Depuis sa prise de pouvoir au Burkina Faso, le capitaine Ibrahim Traoré s’est exprimé pour la première fois, réagissant aux coups de feu qui ont retenti samedi 1er octobre à Ouagadougou.Le nouveau chef de la junte militaire au Burkina Faso, capitaine Ibrahim Traoré, a accordé sa première sortie médiatique à nos confrères de VOA Afrique. Il a réagi à la confusion qui a suivi le renversement, vendredi 30 septembre, du lieutenant-colonel Paul-Henri Sandaogo Damiba. Ce dernier, qui n’est toujours pas arrêté, ne s’avoue pas vaincu. Des tirs ont été entendus ce matin dans la capitale où les accès de plusieurs endroits stratégiques sont bloqués par les « hommes » du capitaine Traoré.

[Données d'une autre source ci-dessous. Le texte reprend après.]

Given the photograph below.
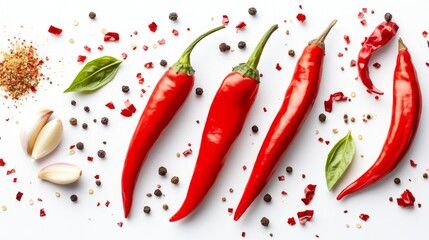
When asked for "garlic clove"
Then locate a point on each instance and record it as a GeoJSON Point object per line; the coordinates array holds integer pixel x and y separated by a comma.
{"type": "Point", "coordinates": [60, 173]}
{"type": "Point", "coordinates": [32, 123]}
{"type": "Point", "coordinates": [48, 139]}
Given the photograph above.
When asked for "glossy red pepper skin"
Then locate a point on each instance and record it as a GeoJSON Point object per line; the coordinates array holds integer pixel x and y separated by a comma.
{"type": "Point", "coordinates": [167, 97]}
{"type": "Point", "coordinates": [298, 102]}
{"type": "Point", "coordinates": [381, 35]}
{"type": "Point", "coordinates": [406, 111]}
{"type": "Point", "coordinates": [224, 123]}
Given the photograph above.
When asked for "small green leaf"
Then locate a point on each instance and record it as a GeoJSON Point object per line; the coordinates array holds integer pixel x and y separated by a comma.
{"type": "Point", "coordinates": [339, 159]}
{"type": "Point", "coordinates": [95, 74]}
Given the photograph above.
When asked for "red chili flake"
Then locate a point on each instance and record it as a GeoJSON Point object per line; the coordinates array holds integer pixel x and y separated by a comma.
{"type": "Point", "coordinates": [364, 216]}
{"type": "Point", "coordinates": [42, 212]}
{"type": "Point", "coordinates": [305, 216]}
{"type": "Point", "coordinates": [110, 105]}
{"type": "Point", "coordinates": [338, 96]}
{"type": "Point", "coordinates": [309, 192]}
{"type": "Point", "coordinates": [148, 65]}
{"type": "Point", "coordinates": [111, 37]}
{"type": "Point", "coordinates": [347, 39]}
{"type": "Point", "coordinates": [225, 20]}
{"type": "Point", "coordinates": [291, 221]}
{"type": "Point", "coordinates": [187, 152]}
{"type": "Point", "coordinates": [81, 58]}
{"type": "Point", "coordinates": [161, 42]}
{"type": "Point", "coordinates": [55, 30]}
{"type": "Point", "coordinates": [19, 196]}
{"type": "Point", "coordinates": [301, 17]}
{"type": "Point", "coordinates": [153, 27]}
{"type": "Point", "coordinates": [8, 172]}
{"type": "Point", "coordinates": [406, 200]}
{"type": "Point", "coordinates": [241, 25]}
{"type": "Point", "coordinates": [376, 65]}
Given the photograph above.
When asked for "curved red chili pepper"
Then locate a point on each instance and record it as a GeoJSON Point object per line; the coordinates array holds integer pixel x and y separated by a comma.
{"type": "Point", "coordinates": [381, 35]}
{"type": "Point", "coordinates": [298, 101]}
{"type": "Point", "coordinates": [166, 99]}
{"type": "Point", "coordinates": [406, 111]}
{"type": "Point", "coordinates": [225, 120]}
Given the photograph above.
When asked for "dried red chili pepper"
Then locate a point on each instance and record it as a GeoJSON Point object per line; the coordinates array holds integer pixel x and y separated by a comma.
{"type": "Point", "coordinates": [381, 35]}
{"type": "Point", "coordinates": [298, 101]}
{"type": "Point", "coordinates": [406, 111]}
{"type": "Point", "coordinates": [166, 99]}
{"type": "Point", "coordinates": [225, 120]}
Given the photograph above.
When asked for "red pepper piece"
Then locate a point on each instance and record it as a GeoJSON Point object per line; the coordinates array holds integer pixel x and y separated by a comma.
{"type": "Point", "coordinates": [381, 35]}
{"type": "Point", "coordinates": [298, 101]}
{"type": "Point", "coordinates": [233, 99]}
{"type": "Point", "coordinates": [406, 111]}
{"type": "Point", "coordinates": [166, 99]}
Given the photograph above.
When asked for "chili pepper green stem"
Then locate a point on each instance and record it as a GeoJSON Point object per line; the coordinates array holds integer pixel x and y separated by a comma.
{"type": "Point", "coordinates": [250, 68]}
{"type": "Point", "coordinates": [183, 65]}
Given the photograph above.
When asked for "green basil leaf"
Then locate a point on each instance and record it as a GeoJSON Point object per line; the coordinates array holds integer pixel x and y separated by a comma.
{"type": "Point", "coordinates": [95, 74]}
{"type": "Point", "coordinates": [339, 159]}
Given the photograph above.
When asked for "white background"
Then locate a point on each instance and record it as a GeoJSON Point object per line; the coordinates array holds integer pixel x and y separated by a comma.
{"type": "Point", "coordinates": [30, 20]}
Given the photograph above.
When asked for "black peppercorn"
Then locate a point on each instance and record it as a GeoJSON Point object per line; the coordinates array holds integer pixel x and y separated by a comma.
{"type": "Point", "coordinates": [252, 11]}
{"type": "Point", "coordinates": [173, 16]}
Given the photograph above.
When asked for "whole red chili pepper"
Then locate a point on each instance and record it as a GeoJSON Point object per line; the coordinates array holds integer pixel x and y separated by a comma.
{"type": "Point", "coordinates": [406, 111]}
{"type": "Point", "coordinates": [225, 120]}
{"type": "Point", "coordinates": [166, 99]}
{"type": "Point", "coordinates": [381, 35]}
{"type": "Point", "coordinates": [298, 101]}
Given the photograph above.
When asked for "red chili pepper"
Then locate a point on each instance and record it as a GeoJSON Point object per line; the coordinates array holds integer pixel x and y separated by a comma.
{"type": "Point", "coordinates": [406, 111]}
{"type": "Point", "coordinates": [298, 101]}
{"type": "Point", "coordinates": [225, 120]}
{"type": "Point", "coordinates": [167, 97]}
{"type": "Point", "coordinates": [381, 35]}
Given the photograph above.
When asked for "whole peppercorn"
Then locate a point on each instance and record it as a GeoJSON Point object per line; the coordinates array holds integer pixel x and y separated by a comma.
{"type": "Point", "coordinates": [92, 15]}
{"type": "Point", "coordinates": [104, 120]}
{"type": "Point", "coordinates": [241, 45]}
{"type": "Point", "coordinates": [199, 91]}
{"type": "Point", "coordinates": [101, 153]}
{"type": "Point", "coordinates": [162, 171]}
{"type": "Point", "coordinates": [125, 88]}
{"type": "Point", "coordinates": [146, 209]}
{"type": "Point", "coordinates": [267, 197]}
{"type": "Point", "coordinates": [173, 16]}
{"type": "Point", "coordinates": [79, 145]}
{"type": "Point", "coordinates": [265, 221]}
{"type": "Point", "coordinates": [252, 11]}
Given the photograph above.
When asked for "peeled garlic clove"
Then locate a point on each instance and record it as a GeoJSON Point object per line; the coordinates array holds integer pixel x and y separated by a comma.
{"type": "Point", "coordinates": [32, 124]}
{"type": "Point", "coordinates": [60, 173]}
{"type": "Point", "coordinates": [48, 139]}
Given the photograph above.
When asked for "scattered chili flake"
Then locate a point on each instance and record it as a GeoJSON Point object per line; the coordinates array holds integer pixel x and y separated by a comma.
{"type": "Point", "coordinates": [305, 216]}
{"type": "Point", "coordinates": [241, 25]}
{"type": "Point", "coordinates": [406, 200]}
{"type": "Point", "coordinates": [55, 30]}
{"type": "Point", "coordinates": [111, 37]}
{"type": "Point", "coordinates": [301, 17]}
{"type": "Point", "coordinates": [364, 216]}
{"type": "Point", "coordinates": [153, 27]}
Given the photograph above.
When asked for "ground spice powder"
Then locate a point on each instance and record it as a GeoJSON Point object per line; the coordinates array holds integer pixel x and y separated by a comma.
{"type": "Point", "coordinates": [20, 70]}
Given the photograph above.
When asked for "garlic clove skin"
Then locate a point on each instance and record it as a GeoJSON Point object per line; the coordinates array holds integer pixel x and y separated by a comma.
{"type": "Point", "coordinates": [47, 139]}
{"type": "Point", "coordinates": [32, 124]}
{"type": "Point", "coordinates": [60, 173]}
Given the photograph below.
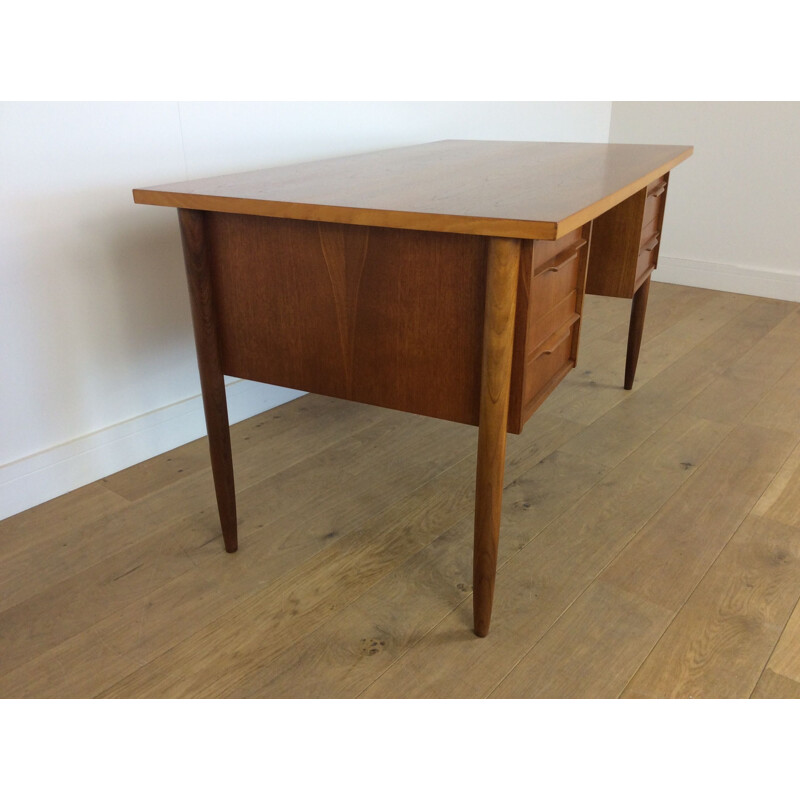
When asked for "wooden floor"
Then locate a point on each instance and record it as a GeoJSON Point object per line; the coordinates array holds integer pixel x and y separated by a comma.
{"type": "Point", "coordinates": [650, 544]}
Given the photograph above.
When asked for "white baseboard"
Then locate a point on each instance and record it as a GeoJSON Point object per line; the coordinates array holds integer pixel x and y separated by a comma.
{"type": "Point", "coordinates": [780, 285]}
{"type": "Point", "coordinates": [42, 476]}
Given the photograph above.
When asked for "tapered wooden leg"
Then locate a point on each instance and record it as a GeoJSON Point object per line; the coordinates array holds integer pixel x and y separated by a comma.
{"type": "Point", "coordinates": [498, 341]}
{"type": "Point", "coordinates": [212, 382]}
{"type": "Point", "coordinates": [638, 310]}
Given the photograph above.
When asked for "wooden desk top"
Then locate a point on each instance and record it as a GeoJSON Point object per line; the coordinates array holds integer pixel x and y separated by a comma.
{"type": "Point", "coordinates": [530, 190]}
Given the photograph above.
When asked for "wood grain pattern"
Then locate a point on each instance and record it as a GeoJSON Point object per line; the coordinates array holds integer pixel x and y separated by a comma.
{"type": "Point", "coordinates": [725, 632]}
{"type": "Point", "coordinates": [534, 190]}
{"type": "Point", "coordinates": [385, 317]}
{"type": "Point", "coordinates": [590, 652]}
{"type": "Point", "coordinates": [502, 275]}
{"type": "Point", "coordinates": [545, 577]}
{"type": "Point", "coordinates": [699, 520]}
{"type": "Point", "coordinates": [392, 492]}
{"type": "Point", "coordinates": [638, 312]}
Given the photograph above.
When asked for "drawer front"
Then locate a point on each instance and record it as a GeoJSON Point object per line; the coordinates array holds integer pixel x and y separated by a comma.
{"type": "Point", "coordinates": [551, 359]}
{"type": "Point", "coordinates": [651, 233]}
{"type": "Point", "coordinates": [654, 201]}
{"type": "Point", "coordinates": [555, 292]}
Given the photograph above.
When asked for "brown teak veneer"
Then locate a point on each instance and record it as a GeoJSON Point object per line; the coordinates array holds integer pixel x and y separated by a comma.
{"type": "Point", "coordinates": [444, 279]}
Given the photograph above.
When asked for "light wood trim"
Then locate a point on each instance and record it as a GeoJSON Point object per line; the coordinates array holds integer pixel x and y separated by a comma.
{"type": "Point", "coordinates": [498, 345]}
{"type": "Point", "coordinates": [212, 381]}
{"type": "Point", "coordinates": [533, 190]}
{"type": "Point", "coordinates": [594, 211]}
{"type": "Point", "coordinates": [443, 223]}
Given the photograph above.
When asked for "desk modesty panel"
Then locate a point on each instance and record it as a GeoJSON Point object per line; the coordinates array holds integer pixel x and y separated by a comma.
{"type": "Point", "coordinates": [443, 279]}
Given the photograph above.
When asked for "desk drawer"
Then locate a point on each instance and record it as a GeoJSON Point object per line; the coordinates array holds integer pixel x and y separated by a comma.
{"type": "Point", "coordinates": [647, 261]}
{"type": "Point", "coordinates": [655, 198]}
{"type": "Point", "coordinates": [651, 231]}
{"type": "Point", "coordinates": [554, 294]}
{"type": "Point", "coordinates": [549, 361]}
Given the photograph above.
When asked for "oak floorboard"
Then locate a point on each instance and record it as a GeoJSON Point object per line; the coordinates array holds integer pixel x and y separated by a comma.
{"type": "Point", "coordinates": [592, 650]}
{"type": "Point", "coordinates": [720, 640]}
{"type": "Point", "coordinates": [785, 658]}
{"type": "Point", "coordinates": [77, 545]}
{"type": "Point", "coordinates": [595, 387]}
{"type": "Point", "coordinates": [628, 422]}
{"type": "Point", "coordinates": [354, 647]}
{"type": "Point", "coordinates": [303, 598]}
{"type": "Point", "coordinates": [47, 618]}
{"type": "Point", "coordinates": [781, 500]}
{"type": "Point", "coordinates": [353, 576]}
{"type": "Point", "coordinates": [772, 686]}
{"type": "Point", "coordinates": [544, 578]}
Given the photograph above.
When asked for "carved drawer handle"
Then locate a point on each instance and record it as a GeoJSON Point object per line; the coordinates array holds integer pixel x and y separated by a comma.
{"type": "Point", "coordinates": [555, 346]}
{"type": "Point", "coordinates": [564, 258]}
{"type": "Point", "coordinates": [652, 244]}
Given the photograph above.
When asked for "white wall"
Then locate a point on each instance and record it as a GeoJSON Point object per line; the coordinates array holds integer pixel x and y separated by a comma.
{"type": "Point", "coordinates": [731, 221]}
{"type": "Point", "coordinates": [97, 355]}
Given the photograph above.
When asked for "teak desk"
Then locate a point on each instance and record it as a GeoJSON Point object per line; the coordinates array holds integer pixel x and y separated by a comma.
{"type": "Point", "coordinates": [443, 279]}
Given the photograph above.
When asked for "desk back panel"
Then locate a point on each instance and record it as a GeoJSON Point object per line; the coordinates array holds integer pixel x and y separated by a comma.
{"type": "Point", "coordinates": [382, 316]}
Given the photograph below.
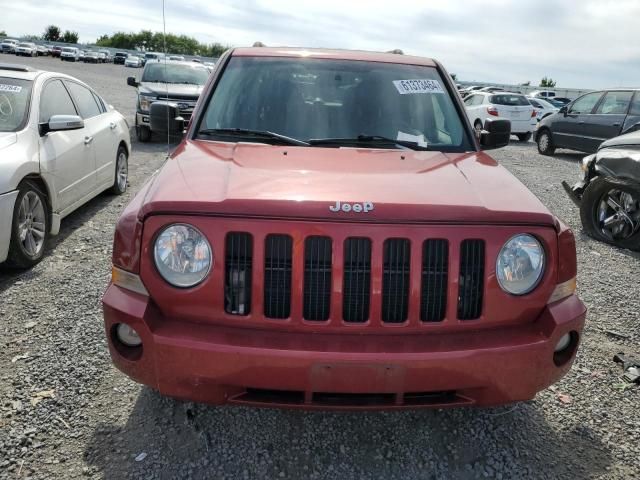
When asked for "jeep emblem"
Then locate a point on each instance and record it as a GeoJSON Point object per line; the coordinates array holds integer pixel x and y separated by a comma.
{"type": "Point", "coordinates": [365, 207]}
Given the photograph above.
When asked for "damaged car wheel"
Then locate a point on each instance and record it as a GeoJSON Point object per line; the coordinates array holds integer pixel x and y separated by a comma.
{"type": "Point", "coordinates": [610, 211]}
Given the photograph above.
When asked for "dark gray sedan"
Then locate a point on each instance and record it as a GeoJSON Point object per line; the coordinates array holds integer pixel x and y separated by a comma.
{"type": "Point", "coordinates": [590, 120]}
{"type": "Point", "coordinates": [609, 194]}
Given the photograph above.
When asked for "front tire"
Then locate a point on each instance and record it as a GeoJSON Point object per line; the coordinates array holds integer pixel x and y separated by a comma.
{"type": "Point", "coordinates": [122, 172]}
{"type": "Point", "coordinates": [610, 211]}
{"type": "Point", "coordinates": [30, 227]}
{"type": "Point", "coordinates": [545, 143]}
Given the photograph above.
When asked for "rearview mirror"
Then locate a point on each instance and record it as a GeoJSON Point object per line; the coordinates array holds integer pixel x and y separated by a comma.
{"type": "Point", "coordinates": [165, 117]}
{"type": "Point", "coordinates": [495, 134]}
{"type": "Point", "coordinates": [59, 123]}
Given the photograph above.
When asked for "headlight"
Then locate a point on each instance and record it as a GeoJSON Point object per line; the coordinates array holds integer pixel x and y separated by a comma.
{"type": "Point", "coordinates": [520, 264]}
{"type": "Point", "coordinates": [182, 255]}
{"type": "Point", "coordinates": [145, 102]}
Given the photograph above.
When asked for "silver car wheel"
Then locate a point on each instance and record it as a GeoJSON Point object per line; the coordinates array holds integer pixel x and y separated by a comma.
{"type": "Point", "coordinates": [31, 224]}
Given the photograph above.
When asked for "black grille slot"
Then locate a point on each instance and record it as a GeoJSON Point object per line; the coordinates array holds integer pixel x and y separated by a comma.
{"type": "Point", "coordinates": [277, 276]}
{"type": "Point", "coordinates": [317, 278]}
{"type": "Point", "coordinates": [396, 262]}
{"type": "Point", "coordinates": [237, 273]}
{"type": "Point", "coordinates": [471, 279]}
{"type": "Point", "coordinates": [356, 287]}
{"type": "Point", "coordinates": [435, 274]}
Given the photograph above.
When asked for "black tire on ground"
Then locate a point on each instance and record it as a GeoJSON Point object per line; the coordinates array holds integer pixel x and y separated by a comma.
{"type": "Point", "coordinates": [19, 256]}
{"type": "Point", "coordinates": [143, 133]}
{"type": "Point", "coordinates": [589, 209]}
{"type": "Point", "coordinates": [545, 143]}
{"type": "Point", "coordinates": [122, 168]}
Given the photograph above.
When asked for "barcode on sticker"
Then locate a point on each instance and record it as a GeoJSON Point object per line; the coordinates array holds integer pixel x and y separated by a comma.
{"type": "Point", "coordinates": [406, 87]}
{"type": "Point", "coordinates": [10, 88]}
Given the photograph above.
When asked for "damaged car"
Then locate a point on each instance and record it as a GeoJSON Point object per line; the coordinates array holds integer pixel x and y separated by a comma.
{"type": "Point", "coordinates": [609, 194]}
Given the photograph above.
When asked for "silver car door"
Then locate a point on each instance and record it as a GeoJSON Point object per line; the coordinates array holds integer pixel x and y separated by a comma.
{"type": "Point", "coordinates": [66, 156]}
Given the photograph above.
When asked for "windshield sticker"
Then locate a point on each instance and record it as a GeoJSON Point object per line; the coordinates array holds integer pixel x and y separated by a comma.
{"type": "Point", "coordinates": [10, 88]}
{"type": "Point", "coordinates": [406, 87]}
{"type": "Point", "coordinates": [407, 137]}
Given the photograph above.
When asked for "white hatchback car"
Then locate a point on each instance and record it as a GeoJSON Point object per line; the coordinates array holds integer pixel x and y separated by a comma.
{"type": "Point", "coordinates": [514, 107]}
{"type": "Point", "coordinates": [60, 146]}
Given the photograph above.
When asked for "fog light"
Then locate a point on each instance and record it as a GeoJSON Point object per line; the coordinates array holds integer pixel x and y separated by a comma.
{"type": "Point", "coordinates": [563, 342]}
{"type": "Point", "coordinates": [127, 335]}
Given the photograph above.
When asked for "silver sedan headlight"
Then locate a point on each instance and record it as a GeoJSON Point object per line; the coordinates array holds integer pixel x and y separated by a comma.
{"type": "Point", "coordinates": [520, 264]}
{"type": "Point", "coordinates": [182, 255]}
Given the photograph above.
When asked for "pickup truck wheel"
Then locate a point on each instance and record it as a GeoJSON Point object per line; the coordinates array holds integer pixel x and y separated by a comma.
{"type": "Point", "coordinates": [30, 227]}
{"type": "Point", "coordinates": [122, 172]}
{"type": "Point", "coordinates": [545, 143]}
{"type": "Point", "coordinates": [144, 133]}
{"type": "Point", "coordinates": [610, 211]}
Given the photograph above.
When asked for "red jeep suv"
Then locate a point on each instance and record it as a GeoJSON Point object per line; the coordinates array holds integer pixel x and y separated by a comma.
{"type": "Point", "coordinates": [330, 234]}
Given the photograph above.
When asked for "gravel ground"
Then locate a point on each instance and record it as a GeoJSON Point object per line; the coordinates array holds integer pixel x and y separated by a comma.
{"type": "Point", "coordinates": [65, 412]}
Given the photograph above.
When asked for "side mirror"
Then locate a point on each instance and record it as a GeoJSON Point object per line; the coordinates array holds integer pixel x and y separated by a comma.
{"type": "Point", "coordinates": [495, 134]}
{"type": "Point", "coordinates": [165, 117]}
{"type": "Point", "coordinates": [59, 123]}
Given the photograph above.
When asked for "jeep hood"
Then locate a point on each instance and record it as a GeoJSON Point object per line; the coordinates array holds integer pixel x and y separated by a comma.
{"type": "Point", "coordinates": [175, 89]}
{"type": "Point", "coordinates": [257, 180]}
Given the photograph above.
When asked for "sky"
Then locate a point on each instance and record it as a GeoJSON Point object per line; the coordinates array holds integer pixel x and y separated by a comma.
{"type": "Point", "coordinates": [578, 43]}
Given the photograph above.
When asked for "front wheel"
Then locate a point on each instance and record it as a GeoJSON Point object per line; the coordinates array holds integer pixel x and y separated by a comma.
{"type": "Point", "coordinates": [610, 211]}
{"type": "Point", "coordinates": [122, 172]}
{"type": "Point", "coordinates": [30, 227]}
{"type": "Point", "coordinates": [545, 143]}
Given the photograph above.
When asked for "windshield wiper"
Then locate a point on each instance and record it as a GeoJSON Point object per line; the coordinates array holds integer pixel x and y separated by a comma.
{"type": "Point", "coordinates": [243, 132]}
{"type": "Point", "coordinates": [369, 140]}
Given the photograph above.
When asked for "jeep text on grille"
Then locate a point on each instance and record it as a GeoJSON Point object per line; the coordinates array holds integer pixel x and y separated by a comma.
{"type": "Point", "coordinates": [331, 234]}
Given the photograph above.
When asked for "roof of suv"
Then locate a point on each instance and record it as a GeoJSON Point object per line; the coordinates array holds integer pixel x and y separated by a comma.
{"type": "Point", "coordinates": [18, 71]}
{"type": "Point", "coordinates": [357, 55]}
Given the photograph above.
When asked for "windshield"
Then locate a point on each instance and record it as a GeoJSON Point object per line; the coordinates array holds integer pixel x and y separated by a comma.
{"type": "Point", "coordinates": [307, 99]}
{"type": "Point", "coordinates": [14, 103]}
{"type": "Point", "coordinates": [174, 73]}
{"type": "Point", "coordinates": [509, 100]}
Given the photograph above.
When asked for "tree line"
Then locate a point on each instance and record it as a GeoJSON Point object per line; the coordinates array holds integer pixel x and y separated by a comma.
{"type": "Point", "coordinates": [147, 40]}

« Ce qui se passe sur le terrain est une tentative du président Damiba d’entrainer les forces à un affrontement. Mais nous sommes en réserve depuis un certain temps. Des hélicoptères, que nous n’avons pas engagés, nous ont survolés bien que nous ayons la capacité de le faire. Il a fait rentrer quelques forces spéciales qui ne connaissent même pas, peut-être, les missions pour lesquelles elles ont été envoyées. Nous avons des éléments même à l’intérieur qui se demandent c’est quoi le problème en fait. A l’instant, je sais qu’ils sont en train d’essayer de les corrompre. Mais nous sommes en ligne avec les hommes. Nous savons tout ce qui se passe. Donc, on leur dit seulement de ne pas rentrer dans le jeu », a déclaré l’officier de 34 ans, invitant le président déchu à se rendre pour éviter un bain de sang.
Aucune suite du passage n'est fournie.